There’s plenty of enthusiasm for B2B e-commerce among manufacturers and distributors.
That’s the first – and biggest – takeaway from this year’s power transmission/motion control industry summit hosted by the Power Transmission Distributors Association (PTDA) in Austin, Texas, October 23-26.
Ann Arnot, executive vice president and CEO, PTDA, said that discussions at the summit centered on the uptake of e-commerce programs. She said that PTDA members and the industry, in general, are gaining ground in their goals to connect and build direct relationships with end users and consumers.
Considering that the PT/MC industry generates more than US$16 billion in sales, it’s a notable shift. “I’m talking about the entire supply chain package,” said Arnott, adding that the industry is using it for marketing, order processing, digital transactions and for ramping up their IIoT (Industrial Internet of Things) capabilities.
Manufacturers and distributors are using technology in their communications to gather information for their customers, as well as learning how to do a better job of predicting what their customers need, said Arnott. “The whole spectrum of how the technology is used is turning the entire business into hyper speed.”
Moreover, customers are savvy about what they need. “They’ve done some research, which in turn has elevated the distributors’ level of knowledge and expertise they’re able to bring to their customers,” said Arnott.
Talent pool at risk
The second takeaway is that the industry faces challenges with recruitment and retention.
“Finding people to do the job they need is an ongoing challenge. It’s across the board – it’s not just our membership,” said Arnott.
In addressing the human resources need, employers should communicate the experiences that employees will have in the operations, the responsibilities they will have, and the solutions that manufacturers and distributors provide – all in a way that resonates with the next generation, said Arnott.
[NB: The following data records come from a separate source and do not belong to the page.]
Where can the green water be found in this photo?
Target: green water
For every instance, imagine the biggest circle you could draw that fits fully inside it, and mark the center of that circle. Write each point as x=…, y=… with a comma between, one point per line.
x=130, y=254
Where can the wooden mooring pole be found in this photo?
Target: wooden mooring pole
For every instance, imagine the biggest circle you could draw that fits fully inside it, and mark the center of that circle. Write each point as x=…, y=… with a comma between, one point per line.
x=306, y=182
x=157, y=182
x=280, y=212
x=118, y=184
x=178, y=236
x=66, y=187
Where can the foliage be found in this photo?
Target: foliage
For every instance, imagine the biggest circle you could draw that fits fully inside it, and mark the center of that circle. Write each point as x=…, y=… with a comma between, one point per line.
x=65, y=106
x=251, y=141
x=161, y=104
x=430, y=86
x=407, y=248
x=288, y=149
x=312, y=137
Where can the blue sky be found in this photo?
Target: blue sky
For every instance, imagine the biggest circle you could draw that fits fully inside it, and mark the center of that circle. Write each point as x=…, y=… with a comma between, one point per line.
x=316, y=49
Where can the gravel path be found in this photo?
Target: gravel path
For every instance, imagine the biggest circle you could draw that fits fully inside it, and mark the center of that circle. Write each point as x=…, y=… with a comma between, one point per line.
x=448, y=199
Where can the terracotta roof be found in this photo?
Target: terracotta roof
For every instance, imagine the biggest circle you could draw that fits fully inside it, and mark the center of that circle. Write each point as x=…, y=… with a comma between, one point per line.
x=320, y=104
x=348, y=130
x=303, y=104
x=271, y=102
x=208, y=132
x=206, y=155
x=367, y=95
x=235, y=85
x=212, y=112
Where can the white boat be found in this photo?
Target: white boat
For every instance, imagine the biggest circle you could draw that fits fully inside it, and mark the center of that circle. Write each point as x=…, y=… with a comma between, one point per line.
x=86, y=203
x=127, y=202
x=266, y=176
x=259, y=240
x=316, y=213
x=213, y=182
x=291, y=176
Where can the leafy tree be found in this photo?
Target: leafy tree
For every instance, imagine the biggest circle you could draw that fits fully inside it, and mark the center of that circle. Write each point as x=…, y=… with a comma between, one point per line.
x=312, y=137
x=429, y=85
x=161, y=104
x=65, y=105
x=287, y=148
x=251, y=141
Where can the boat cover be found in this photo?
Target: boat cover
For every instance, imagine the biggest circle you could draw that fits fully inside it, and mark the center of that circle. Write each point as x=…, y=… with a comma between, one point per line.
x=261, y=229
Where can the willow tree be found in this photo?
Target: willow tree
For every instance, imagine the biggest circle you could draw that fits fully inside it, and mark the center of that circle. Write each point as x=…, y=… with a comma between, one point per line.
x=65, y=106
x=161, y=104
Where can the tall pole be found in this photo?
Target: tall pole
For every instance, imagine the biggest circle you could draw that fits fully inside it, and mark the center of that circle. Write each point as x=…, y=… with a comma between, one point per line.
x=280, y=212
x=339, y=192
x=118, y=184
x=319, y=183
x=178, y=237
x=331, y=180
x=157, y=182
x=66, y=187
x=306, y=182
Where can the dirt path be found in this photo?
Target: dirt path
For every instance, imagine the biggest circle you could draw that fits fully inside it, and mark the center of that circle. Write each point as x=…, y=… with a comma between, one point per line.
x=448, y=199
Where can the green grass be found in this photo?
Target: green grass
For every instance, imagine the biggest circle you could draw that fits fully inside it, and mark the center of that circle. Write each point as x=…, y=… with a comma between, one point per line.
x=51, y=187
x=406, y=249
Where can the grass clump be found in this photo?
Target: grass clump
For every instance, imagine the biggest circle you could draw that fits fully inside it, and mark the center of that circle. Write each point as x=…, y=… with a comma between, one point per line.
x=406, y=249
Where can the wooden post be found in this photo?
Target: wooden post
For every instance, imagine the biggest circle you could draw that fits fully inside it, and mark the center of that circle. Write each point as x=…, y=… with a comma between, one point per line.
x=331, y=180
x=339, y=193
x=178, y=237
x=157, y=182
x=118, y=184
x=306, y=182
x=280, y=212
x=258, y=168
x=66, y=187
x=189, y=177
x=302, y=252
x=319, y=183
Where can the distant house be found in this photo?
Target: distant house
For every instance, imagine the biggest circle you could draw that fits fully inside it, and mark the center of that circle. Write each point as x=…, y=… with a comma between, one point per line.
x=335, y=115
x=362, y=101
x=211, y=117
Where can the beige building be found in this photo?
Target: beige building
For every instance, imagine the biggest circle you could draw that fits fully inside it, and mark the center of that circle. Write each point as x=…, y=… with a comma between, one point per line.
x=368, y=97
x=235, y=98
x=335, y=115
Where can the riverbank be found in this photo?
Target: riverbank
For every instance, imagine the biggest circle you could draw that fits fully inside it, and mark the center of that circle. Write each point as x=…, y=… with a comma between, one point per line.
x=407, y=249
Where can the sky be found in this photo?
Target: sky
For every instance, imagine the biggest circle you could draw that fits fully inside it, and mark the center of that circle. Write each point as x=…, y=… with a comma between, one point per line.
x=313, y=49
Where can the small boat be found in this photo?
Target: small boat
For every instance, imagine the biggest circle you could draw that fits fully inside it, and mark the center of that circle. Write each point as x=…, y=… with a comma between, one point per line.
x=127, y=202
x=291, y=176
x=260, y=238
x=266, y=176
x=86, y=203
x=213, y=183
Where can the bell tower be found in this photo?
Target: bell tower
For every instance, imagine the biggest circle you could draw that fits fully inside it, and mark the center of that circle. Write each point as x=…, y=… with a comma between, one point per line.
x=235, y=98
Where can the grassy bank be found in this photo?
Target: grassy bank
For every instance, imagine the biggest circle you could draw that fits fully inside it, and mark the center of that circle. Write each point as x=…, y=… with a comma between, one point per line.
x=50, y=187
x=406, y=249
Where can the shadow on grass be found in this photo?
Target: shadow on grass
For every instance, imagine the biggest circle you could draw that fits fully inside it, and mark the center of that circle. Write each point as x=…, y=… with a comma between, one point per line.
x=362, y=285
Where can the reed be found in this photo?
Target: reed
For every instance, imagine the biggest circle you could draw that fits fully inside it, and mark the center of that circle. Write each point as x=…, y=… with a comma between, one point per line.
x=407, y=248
Jos Sueters, vice president, Tsubaki of Canada Limited, Mississauga, Ont., agrees with Arnott’s take on staff hiring challenges. “It’s still tough to manufacture in Canada – people are hard to find,” Sueters said.
A unique challenge for Canadian manufacturers is that they’re losing employees to freight companies, said Sueters, who was elected to the PTDA Board of Directors at the summit and who will be chairing the PTDA Manufacturer Council in 2020. “Machinists want to become truck drivers because it’s now lucrative. But I’m not sure how we’re going to combat that in the long run. What the industry might need is to go back to apprenticeships and start recruiting from the ground floor.”
Sueters is devoting time, on behalf of his employer and industry, to partner with Sheridan College’s Davis campus in Ontario to develop an intensive 16-week, industrial distribution program that will help attract new recruits to the workforce.
The program, focused on the distribution of bearings, power transmission products and other industrial parts, links eight weeks of classroom instruction with an equal amount of time in hands-on training. Students gain experience through work placement in a company within the industrial machinery segment. Sponsors include NTN Bearing Corporation of Canada, Tsubaki of Canada Ltd., Continental, Regal Beloit Corporation and BDI Canada Inc.
Arnott says that the job of attraction and retention is easier said than done. “It’s tough because for 20 to 30 years companies did not really have to recruit. You didn’t have to sell your company as a place to work. You’d get a stack of resumés and you’d look at it and say, ‘how am I going to pick two out of it?’”
The tables have turned and employers are now for all intents and purposes “sellers,” says Arnott. “They’re selling their company as a place to work, and it’s just a different perspective for them.”
Q&A: CanadianManufacturing.com asked Ann Arnott, executive vice president and CEO, PTDA, to weigh in on where the optimism and challenges lurk for 2020. Here’s what she said.
AA: We have seen some softening in the third quarter of 2019 and that will probably continue into mid 2020. We’re not talking about 2008 recession, we’re talking about the softening that we saw maybe two or three years ago, in mid 2016. Alan Beaulieu, president of ITR Economics, has anticipated that between 2019, 2020 and 2021, 2021 is going to be the best year out of the three. And by a good margin. We’re going to continue to be a little down, a little flat into mid-2020, and then start ramping up again. In 2021 it will be positive. The advice has been to take advantage of this slow time to get ready for the busy time.
One of the big projects we have on the horizon is to update the size of our market research. We did the initial research in 2013, refreshed it in 2016, and so we feel it’s time for us to take another look at it. It’s a huge project for us, mostly because we’re the only ones that are doing it. You can’t get data from any government agencies, whether the U.S. or Canada, about what the size of the market is. What we hope to see, of course, is that the market has grown, and that our members have a larger share of it. But you don’t know that until you do the research. We estimated in 2013 that the Canadian PT/MC market was about US$6.4 billion.
As you know, our members’ products are in every industry. There’s not a thing that moves on the planet that doesn’t have a PT/MC component in it. Whether it’s a bearing, a motor, or a gear, or a belt or a chain. While they are heavily invested in industrial manufacturing, they’re in agriculture, entertainment, automotive… I mean, they’re everywhere. So it’s important for us to tell the story about the size of the market.